In Aberdeen and Aberdeenshire, an increasing array of efforts are being made to help communities affected by the outbreak.
In Lower Deeside, councillor Marie Boulton is bringing together a team of people to make sure older residents don’t feel “forgotten” as more and more people self-isolate.
Along with community councillors, church representatives and other locals, a team is being put together to check on elderly members of the community.
It has been created off the back of existing resilience groups, set up to help the area prepare for natural disasters, such as flooding.
Existing phone lines at local churches will be utilised to help reach all members of society.
Ms Boulton said: “We never predicted it would be used for something like this.
— Kintore (@Kintore) March 15, 2020
“We’re currently naming the project ‘community calling’ and are bringing together a team of known volunteers to call and check on older residents and people self-isolating.
“We want to keep an eye on people but also make sure they always have someone to talk to and don’t feel alone in these difficult times.
“We need to keep people calm but are preparing for more people potentially being isolated.”
Ms Boulton added: “It is hard to tell how long this will last, but if we work together it will be easier.
“When the chips are down, people do look out for each other.
“Life is so dizzy, but hopefully people will take hold of this situation and use it as an opportunity to look out for our neighbours, friends and family.”
The younger generation are also doing all they can to help those self-isolating.
At Aberdeen University, a team of students are brainstorming a courier service idea to safely reach those at risk of being cut-off from day-to-day life.
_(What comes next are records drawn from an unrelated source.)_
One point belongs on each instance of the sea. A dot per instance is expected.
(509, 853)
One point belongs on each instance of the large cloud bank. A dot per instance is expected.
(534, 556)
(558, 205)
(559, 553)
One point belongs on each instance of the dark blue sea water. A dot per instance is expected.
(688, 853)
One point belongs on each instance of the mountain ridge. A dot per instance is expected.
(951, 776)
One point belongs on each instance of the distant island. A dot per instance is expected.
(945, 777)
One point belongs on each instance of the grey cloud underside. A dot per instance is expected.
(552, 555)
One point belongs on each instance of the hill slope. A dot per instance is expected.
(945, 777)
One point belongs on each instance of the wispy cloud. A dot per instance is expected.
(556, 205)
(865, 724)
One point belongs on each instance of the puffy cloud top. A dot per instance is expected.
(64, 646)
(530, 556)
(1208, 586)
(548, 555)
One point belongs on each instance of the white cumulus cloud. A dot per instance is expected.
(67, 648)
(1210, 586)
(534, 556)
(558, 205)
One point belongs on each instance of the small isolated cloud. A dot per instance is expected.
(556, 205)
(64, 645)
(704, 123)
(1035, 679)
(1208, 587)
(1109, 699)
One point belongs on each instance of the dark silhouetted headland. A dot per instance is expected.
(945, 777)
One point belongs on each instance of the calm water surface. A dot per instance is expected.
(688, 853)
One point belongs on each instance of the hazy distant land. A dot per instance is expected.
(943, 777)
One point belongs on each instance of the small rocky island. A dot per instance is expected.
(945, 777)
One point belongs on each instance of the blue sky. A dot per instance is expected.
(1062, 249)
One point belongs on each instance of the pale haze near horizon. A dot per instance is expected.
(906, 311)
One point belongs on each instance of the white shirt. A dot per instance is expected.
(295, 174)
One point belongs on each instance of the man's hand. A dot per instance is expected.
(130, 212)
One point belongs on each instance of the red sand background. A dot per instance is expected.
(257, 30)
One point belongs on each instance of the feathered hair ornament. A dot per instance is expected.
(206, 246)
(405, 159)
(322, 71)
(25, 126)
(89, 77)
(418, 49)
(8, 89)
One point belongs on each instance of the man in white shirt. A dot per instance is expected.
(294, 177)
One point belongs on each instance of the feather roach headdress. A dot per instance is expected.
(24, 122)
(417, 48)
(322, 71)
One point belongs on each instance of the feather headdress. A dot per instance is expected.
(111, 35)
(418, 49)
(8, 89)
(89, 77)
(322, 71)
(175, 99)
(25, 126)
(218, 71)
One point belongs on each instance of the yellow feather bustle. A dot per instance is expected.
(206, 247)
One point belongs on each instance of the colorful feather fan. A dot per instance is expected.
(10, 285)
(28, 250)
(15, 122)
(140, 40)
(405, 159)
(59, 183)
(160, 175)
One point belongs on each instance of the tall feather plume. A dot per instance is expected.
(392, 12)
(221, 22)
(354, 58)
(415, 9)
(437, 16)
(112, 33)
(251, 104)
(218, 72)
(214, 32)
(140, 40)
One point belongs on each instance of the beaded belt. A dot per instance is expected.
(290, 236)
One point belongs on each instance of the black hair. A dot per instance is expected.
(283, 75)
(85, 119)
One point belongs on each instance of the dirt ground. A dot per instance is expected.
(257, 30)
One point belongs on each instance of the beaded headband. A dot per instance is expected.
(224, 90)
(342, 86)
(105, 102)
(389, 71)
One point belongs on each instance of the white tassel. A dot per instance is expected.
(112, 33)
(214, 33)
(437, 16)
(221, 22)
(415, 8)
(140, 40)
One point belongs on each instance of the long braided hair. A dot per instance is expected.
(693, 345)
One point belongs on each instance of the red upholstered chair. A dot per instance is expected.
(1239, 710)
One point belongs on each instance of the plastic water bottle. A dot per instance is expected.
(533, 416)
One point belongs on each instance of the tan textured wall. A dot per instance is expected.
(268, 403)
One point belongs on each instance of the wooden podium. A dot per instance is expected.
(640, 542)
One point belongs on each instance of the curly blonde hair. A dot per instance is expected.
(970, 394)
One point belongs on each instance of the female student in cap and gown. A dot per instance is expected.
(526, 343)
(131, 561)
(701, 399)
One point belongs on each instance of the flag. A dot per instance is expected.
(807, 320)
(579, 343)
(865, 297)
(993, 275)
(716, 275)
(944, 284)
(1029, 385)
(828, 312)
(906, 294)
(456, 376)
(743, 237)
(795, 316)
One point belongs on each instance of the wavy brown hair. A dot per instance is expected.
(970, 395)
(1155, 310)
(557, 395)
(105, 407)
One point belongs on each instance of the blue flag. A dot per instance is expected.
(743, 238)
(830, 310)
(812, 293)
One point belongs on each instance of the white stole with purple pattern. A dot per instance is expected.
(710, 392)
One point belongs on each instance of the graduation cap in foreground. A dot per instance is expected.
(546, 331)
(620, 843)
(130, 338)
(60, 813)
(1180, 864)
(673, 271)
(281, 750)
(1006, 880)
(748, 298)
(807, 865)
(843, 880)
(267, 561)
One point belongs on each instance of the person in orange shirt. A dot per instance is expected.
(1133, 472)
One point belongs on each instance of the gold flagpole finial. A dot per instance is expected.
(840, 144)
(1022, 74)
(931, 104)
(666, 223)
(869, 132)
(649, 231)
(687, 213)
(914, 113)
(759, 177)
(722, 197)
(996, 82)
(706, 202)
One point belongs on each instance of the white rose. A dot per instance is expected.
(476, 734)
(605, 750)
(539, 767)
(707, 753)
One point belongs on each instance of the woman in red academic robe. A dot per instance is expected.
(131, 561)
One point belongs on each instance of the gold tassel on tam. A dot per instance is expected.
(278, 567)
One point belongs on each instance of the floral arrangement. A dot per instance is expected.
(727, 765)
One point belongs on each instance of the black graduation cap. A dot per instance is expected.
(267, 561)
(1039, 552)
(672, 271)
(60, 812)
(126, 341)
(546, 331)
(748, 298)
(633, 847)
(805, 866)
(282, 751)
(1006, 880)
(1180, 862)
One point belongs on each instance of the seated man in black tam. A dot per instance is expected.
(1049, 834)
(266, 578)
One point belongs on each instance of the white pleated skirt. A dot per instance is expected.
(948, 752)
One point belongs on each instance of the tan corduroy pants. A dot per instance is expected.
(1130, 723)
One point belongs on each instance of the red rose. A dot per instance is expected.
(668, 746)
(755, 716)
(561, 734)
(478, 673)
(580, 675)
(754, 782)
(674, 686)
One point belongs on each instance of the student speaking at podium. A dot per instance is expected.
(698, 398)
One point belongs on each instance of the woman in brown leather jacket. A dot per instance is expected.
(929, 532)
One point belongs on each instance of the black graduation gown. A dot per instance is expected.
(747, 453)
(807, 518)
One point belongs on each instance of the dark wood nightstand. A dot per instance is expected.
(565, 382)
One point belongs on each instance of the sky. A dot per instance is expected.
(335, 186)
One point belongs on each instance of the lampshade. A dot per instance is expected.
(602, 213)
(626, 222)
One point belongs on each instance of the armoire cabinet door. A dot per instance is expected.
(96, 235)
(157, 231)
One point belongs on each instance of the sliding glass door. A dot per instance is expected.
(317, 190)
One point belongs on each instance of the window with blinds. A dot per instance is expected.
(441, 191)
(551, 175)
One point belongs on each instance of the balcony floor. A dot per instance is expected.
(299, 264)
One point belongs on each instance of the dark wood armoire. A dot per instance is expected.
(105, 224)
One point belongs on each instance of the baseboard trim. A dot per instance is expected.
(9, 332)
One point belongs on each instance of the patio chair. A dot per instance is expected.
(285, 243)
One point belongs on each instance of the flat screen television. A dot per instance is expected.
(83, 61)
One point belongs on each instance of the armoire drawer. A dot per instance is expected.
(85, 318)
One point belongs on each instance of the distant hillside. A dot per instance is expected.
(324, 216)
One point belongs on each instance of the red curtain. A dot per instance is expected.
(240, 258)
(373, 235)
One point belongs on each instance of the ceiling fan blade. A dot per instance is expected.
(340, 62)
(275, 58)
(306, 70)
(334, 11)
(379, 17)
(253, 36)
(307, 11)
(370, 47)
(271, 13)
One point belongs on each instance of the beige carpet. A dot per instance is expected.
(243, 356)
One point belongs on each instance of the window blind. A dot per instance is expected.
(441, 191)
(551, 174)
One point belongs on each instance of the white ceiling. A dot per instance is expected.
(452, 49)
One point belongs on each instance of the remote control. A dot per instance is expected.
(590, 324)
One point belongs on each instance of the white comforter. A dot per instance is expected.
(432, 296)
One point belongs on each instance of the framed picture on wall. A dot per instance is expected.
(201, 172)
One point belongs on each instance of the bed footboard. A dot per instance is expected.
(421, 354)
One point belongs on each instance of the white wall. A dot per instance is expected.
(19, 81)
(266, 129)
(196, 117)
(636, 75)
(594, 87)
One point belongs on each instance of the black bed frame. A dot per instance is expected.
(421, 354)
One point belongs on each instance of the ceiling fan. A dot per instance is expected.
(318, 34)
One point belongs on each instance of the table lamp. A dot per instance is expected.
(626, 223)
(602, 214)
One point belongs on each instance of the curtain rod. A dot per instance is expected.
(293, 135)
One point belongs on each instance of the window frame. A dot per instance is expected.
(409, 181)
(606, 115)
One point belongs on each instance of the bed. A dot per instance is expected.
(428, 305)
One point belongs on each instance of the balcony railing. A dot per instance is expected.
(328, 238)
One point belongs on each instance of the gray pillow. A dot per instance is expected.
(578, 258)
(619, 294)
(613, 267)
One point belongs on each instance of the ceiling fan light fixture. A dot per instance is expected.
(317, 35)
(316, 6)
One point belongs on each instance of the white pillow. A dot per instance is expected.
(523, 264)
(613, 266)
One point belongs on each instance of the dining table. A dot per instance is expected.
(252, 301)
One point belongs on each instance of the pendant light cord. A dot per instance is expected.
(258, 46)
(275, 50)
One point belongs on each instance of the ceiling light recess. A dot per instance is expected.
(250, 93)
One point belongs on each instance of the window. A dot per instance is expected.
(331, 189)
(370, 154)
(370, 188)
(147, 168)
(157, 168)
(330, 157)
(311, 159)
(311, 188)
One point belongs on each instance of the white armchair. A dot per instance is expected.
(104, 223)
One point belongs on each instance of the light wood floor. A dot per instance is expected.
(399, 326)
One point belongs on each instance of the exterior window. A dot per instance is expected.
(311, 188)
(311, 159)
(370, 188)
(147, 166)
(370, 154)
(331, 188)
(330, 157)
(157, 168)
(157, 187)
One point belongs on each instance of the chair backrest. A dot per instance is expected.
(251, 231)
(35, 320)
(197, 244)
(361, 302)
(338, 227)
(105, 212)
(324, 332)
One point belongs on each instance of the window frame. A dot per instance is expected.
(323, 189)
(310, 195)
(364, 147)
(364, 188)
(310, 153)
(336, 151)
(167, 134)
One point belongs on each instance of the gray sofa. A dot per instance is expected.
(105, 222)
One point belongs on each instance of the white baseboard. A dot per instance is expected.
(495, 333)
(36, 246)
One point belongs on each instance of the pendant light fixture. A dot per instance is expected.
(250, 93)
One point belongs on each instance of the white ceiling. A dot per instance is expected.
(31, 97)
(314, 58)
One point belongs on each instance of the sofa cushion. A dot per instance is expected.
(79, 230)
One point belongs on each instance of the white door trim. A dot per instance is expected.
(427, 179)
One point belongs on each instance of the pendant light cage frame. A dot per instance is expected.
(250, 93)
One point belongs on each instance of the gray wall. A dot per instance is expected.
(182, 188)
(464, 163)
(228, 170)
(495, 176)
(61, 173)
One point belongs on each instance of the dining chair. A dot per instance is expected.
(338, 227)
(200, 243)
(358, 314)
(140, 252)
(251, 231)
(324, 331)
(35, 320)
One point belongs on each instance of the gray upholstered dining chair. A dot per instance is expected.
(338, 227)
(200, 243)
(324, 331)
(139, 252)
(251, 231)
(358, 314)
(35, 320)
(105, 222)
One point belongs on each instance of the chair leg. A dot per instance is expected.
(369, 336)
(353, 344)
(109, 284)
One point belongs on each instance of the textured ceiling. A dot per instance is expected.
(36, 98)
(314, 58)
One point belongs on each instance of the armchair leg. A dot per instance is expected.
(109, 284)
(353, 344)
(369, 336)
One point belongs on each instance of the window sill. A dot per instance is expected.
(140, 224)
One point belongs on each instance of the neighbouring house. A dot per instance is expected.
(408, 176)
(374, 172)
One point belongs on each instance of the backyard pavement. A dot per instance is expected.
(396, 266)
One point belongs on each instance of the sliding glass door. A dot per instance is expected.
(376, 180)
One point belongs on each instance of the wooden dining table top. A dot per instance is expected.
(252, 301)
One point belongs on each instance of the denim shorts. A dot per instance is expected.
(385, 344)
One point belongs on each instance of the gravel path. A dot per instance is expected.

— University of Aberdeen (@aberdeenuni) March 15, 2020
The Shared Planet Society are creating the Covid-19 Food Scheme and gathering volunteers and food bundles to drop-off across the city.
And across Aberdeenshire, businesses are putting together care packages for people in the community.
Toilet roll, soap, milk, pasta, soup, sanitiser, bread and tissues make up the small bags from Shorty’s Ice Cream parlour in Ballater.
The care packages reflect a community effort, with The Ballater Milk Man, The Paper Shop in Tarland, Tarland Pharmacy, Ballater Pharmacy and the Ballater Co-op all helping with the efforts.
Owner Cheryl Barr wrote on Facebook: “Instead of sitting at home getting more and more irate at the current situation of the supermarkets I have decided to do something about it as we have some of the stock to do so.
“These are aimed towards the most vulnerable of our community in Ballater and Tarland.
“The people that are not able to get out to the shops to get their own or aren’t able to get to the shops before the masses clear the shelves.”
Across the region, free deliveries are also on offer.
Steven Bruce, of the Peterhead Fish Company, said: “We don’t know how long this will last, but people should be doing whatever they can to help.
“I’m offering free deliveries and can drop the food off outside doors if that is easier for people.
“It’s the least we can do to help each other out. It’s a scary time.”